"Working" Towards a Degree in Community College
Abstract
This study explored the relationship between community college students' working lives and student engagement. Student engagement has been used as a proxy for student persistence based on its strong association with student persistence and its powerful negative association with school drop-out. Work has been studied extensively as related to student engagement. The existing literature on student engagement and work is contradictory and focuses almost exclusively on adolescent students (i.e., Greenberger & Steinberg, 1986; Mortimer et al., 2002) or four-year college students (i.e., Pascarella & Terenzini, 1991; 2005), leaving a notable gap in the community college student literature.

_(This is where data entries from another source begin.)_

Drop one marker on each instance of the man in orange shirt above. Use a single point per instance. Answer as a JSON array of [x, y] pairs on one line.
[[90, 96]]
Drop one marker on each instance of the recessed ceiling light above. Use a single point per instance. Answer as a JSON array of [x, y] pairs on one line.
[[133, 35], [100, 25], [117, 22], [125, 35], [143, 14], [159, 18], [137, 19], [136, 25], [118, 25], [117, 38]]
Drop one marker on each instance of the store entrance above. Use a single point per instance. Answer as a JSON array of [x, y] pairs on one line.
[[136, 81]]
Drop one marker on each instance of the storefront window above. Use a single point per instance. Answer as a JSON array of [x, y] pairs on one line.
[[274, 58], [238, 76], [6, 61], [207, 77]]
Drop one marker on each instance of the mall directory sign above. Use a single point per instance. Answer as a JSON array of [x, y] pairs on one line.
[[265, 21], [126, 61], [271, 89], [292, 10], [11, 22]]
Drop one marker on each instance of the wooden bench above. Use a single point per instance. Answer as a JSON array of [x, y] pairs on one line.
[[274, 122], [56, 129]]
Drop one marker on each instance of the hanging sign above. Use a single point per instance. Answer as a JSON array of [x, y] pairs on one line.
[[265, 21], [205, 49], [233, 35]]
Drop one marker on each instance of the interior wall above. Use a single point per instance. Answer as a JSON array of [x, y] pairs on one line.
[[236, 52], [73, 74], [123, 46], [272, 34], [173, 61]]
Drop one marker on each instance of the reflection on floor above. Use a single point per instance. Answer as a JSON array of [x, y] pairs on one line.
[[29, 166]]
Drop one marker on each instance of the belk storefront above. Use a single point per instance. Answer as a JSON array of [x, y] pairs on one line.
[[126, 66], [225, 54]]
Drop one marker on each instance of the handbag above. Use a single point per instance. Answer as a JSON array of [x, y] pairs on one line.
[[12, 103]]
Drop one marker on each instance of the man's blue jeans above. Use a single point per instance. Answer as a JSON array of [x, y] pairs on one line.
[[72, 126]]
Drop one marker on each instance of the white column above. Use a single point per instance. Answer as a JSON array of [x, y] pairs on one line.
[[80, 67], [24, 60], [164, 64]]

Most community college students work full time while attending school, yet little is known about how students' work lives relate to their student engagement. Utilizing Bronfenbrenner's Ecological Framework (1979), which emphasizes the potential for positive and reciprocal relationships between contexts such as work and school, the present study sought to redress the gap in the literature through exploring how Work Intensity, Gender and Work Quality relate to Student Engagement. Students filled out the Community College Survey of Student Engagement (CCSSE) and a Work Quality survey. Using a sample of (277) students, the results of the data analyses revealed the following findings: (1) students who worked more intense hours did not differ significantly in their student engagement than their peers who worked less intense hours; (2) students who worked in intrinsically rewarding jobs were more engaged in school; (3) contrary to predicted, students who worked in higher stress jobs were more engaged in school and (4) work intensity moderated the relationship between extrinsic rewards at work and student effort. These findings add to the literature on community college student engagement as they are somewhat surprising and differ from what we know about student engagement among adolescent and traditional four-year college populations. Namely, community college students may demonstrate a unique ability to balance their school and work lives despite long hours and at times stressful working conditions.